Advances in mathematical modelling of biofilm structures

Abstract

Biofilms are found everywhere in natural waters forming complex microbial communities, playing an important role in ecosystem processes in streams and lakes and making their characterization a major research question. Biofilm models are commonly used as simulation tools in engineering applications and as research tools to identify and fill gaps in our knowledge of biofilm processes. Recently, mathematical biofilm models are becoming more complex and use advanced computational tools to predict the new structure formed under a set of given conditions, as well as the microbial species that comprise the biofilm structure. Moreover, advanced biofilm models incorporate the hydrodynamics of the fluid surrounding the growing biofilm and translate it into forces that act on the biofilm and cause detachment.
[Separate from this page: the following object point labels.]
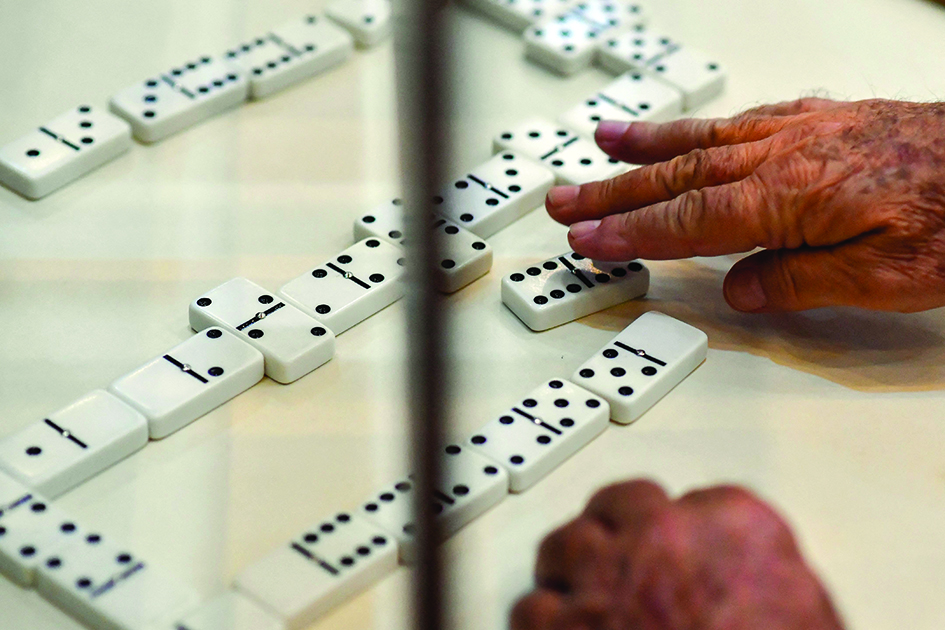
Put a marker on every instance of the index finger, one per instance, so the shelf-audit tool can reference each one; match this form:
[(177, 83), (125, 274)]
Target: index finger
[(648, 143), (706, 222)]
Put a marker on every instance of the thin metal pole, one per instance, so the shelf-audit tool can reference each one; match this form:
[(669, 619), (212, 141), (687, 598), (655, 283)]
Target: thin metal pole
[(421, 75)]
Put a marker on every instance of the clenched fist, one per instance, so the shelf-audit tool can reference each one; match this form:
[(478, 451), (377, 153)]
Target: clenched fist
[(847, 201), (715, 559)]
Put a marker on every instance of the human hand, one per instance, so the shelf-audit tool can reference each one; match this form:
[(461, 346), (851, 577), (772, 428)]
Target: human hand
[(847, 201), (715, 559)]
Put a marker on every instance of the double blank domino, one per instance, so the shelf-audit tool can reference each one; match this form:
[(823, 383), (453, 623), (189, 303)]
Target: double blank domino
[(62, 150)]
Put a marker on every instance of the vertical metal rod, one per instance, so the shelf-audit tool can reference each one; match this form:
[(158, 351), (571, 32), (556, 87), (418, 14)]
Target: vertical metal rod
[(420, 61)]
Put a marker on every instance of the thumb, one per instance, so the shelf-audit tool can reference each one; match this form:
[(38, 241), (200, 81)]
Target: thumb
[(789, 280)]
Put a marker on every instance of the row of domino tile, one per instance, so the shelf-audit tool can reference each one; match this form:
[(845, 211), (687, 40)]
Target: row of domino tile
[(84, 138)]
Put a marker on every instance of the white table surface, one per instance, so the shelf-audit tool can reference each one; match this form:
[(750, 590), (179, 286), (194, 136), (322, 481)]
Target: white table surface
[(834, 416)]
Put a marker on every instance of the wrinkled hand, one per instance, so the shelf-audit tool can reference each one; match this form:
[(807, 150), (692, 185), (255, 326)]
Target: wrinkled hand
[(847, 200), (716, 559)]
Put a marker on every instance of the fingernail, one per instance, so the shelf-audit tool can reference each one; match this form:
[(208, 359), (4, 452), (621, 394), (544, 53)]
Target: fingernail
[(583, 228), (560, 196), (744, 291), (609, 131)]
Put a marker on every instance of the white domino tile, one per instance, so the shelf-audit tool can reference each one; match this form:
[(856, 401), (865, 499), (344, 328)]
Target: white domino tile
[(465, 256), (63, 150), (368, 21), (327, 564), (74, 444), (634, 49), (291, 53), (292, 342), (572, 158), (471, 484), (495, 194), (357, 283), (172, 101), (191, 379), (570, 286), (698, 76), (30, 526), (642, 364), (541, 431), (633, 97), (517, 15), (106, 586)]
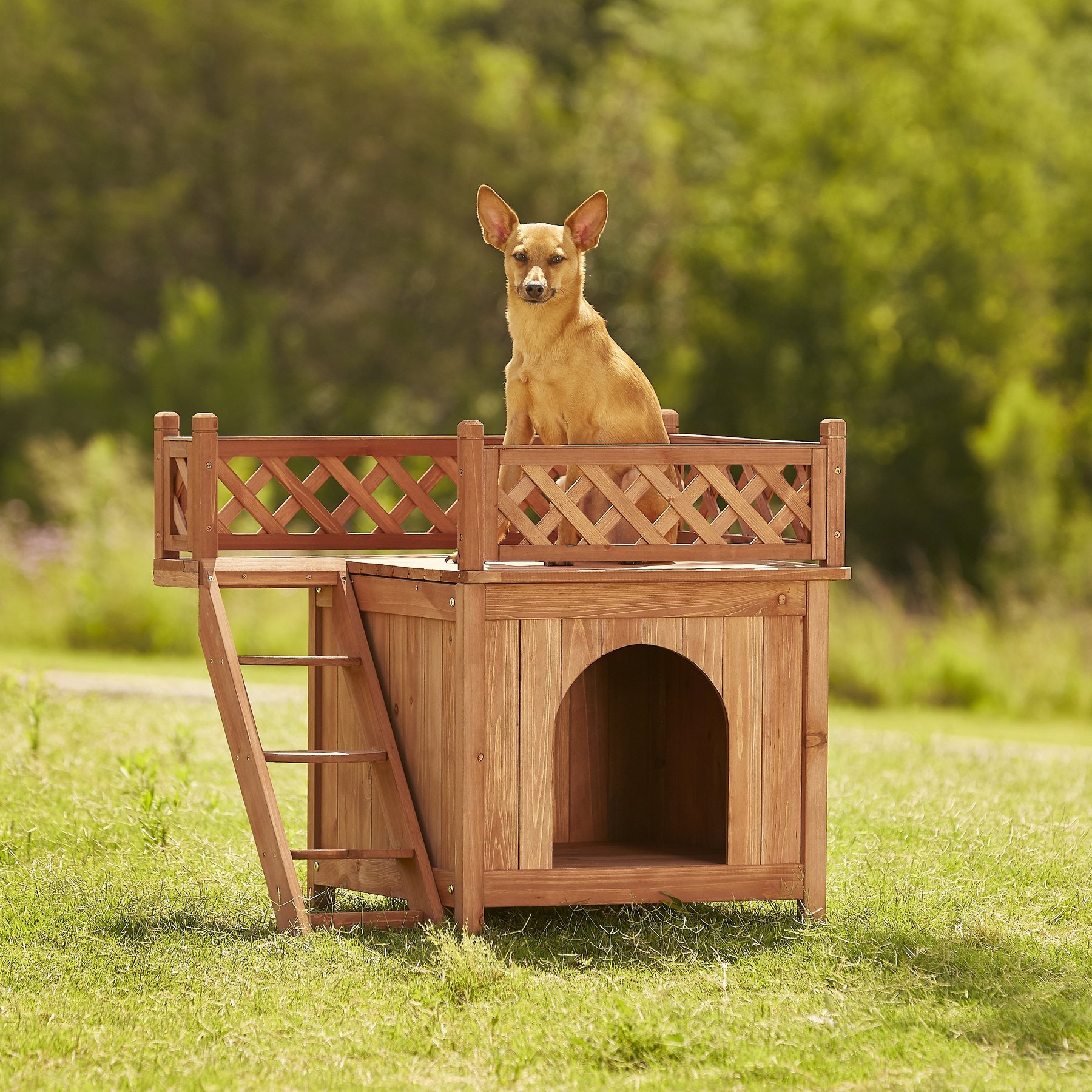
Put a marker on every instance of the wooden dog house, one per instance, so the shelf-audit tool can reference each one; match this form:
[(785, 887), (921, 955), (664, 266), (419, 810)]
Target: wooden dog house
[(491, 730)]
Thus, they enhance their predictive capability over traditional biofilm models and enable research scientists and engineers to evaluate the relevance of biofilm heterogeneities to their function. An overview of the features of the unified multi-component cellular automaton (UMCCA) model is presented. The UMCCA model describes quantitatively the complexity of biofilms for all biofilm components: active bacteria, inert biomass, and extracellular polymeric substances (EPS). It also includes original donor substrate, two types of soluble microbial products (SMP), and oxygen. The UMCCA model captures all trends observed experimentally regarding biofilm density by employing the novel idea of biofilm consolidation, according to which the biofilm packs itself to a higher density over time. The UMCCA model can also be used to describe biofilm mechanical properties variable in time and space, making it possible to predict where it is likely to fail, or detach.